USAID has launched a $25 million family health program dubbed the Mhuli/Imuli which is a five year package meant to improve the health of Zimbabwean families
By Michael Gwarisa
Speaking at the launch, USAID mission director Stephanie Funk, said the program is a partnership between FHI360 and the USAID and will expand martenal, newborn, child health and family planning services.
“Today is an exiting day. It is exiting because we are celebrating the launch of our new five year $25 million program called Mhuri/Imuli. In English, that means family. USAID is proud to partner with a great team from FHI360 on this program to improve the health for Zimbabwean families, and I have no doubt that we will achieve impressive results,” said Funk.
She added that through a previous family program which was a partnership between MCHIP and USAID which was implemented in Manicaland, they managed to reduce maternal, new-born and child deaths.
“We improved the health of 230, 000 mothers and 1.5 million babies and children in Manicaland and trained over 3, 000 community based health care workers. Our improving Family Planning Services program reached over 650 000 Zimbabweans with comprehensive, voluntary family planning services.

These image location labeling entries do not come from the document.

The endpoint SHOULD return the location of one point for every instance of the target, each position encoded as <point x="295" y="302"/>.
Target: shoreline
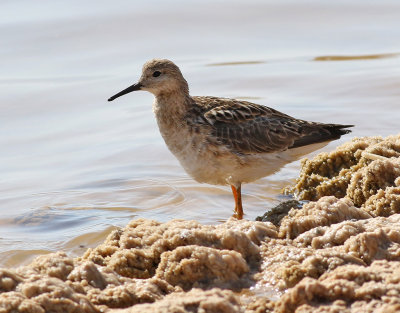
<point x="338" y="252"/>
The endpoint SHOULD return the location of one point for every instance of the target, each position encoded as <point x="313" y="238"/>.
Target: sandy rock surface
<point x="339" y="253"/>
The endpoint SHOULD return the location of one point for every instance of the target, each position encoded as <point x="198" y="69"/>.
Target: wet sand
<point x="334" y="254"/>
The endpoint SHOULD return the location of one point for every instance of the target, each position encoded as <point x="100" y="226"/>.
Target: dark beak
<point x="134" y="87"/>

“This new program will build on these achievements. Through this program, USAID and FHI360 will help improve the health and survival of mothers, babies and children in all seven districts of Manicaland through the continuum of care from home, to the community, to primary care facilities and referral hospitals,” said Funk.
She also said they would also use innovative approaches to reach more young women and men with family planning services in all the country’s 10 provinces.
However, despite numerous efforts to improve family lives in Zimbabwe, the country is still struggling with high levels of maternal and child deaths. According to the Zimbabwe Demographic Health Survey (ZDHS) 2015/16 the country showed signs of reduction in maternal mortality since 2010, from 960 to 651 per 100 000 live births, and in under 5 mortality from 84 to 69 deaths per 1000 live births.
Manicaland has the worst health outcomes for children in the country with one in 10 dying before the age of five. The Mhuri/imulu program will ensure critical health services are made available to 1.75 million people in Manicaland, including hard to reach populations.
Officiating at the launch, health and Child Care minister Dr David Parirenyatwa said they have set up an audit committee in the ministry of health to interrogate the cause of the maternal and child mortality in Zimbabwe and the Mhuri/Imuli program would go a long way in solving Zimbabwe’s family health problems.
“Maternal Newborn Child Health and Family Planning (MNCH-FP) Project, in collaboration with other partners.
“The Ministry of Health and Child Care has the mandate to provide the highest possible level of health care and quality life for all its citizens. This is only possible through the combined efforts of individuals, communities, and contributions and participation, of a myriad of stakeholders, involved in both financing and providing technical support for the improved delivery of health services nationwide,” said Dr Parirenyatwa.
Morbidity and mortality trends in Zimbabwe show that the population is still affected by common preventable diseases and conditions including communicable diseases and complications of pregnancy and childbirth. The Mhuri/Imuli project will respond by supporting my Ministry to improve the health and survival of mothers, young people and children in all seven districts of Manicaland province through the continuum of care, from the home, community, primary care facility and the referral hospital. The project will also support the use of innovative approaches to reach more young women and men with family planning services in all 10 provinces of the country.
“My Ministry has over the past few years reduced what was among the highest maternal mortality in the world, from 960 to 651 per 100,000 live births between 2010 and 2015 Additionally, the neonatal mortality rate which was at 31 per 1,000 live births in 2010 went down by 6.5% to 29/1000 live births in 2015, and Under-5 mortality rate that was as 84 per 1000 live births in 2010 went down by 17.85 % to 69 per 1000 live births.
“Though this achievement is commendable, mortality of mothers and children in Zimbabwe remains a cause for concern.”
He added that traditional health attendants should focus on health awareness while the actual work is conducted by trained midwives.
He also said government is working on modalities to increase remuneration for village health workers and all front line staff.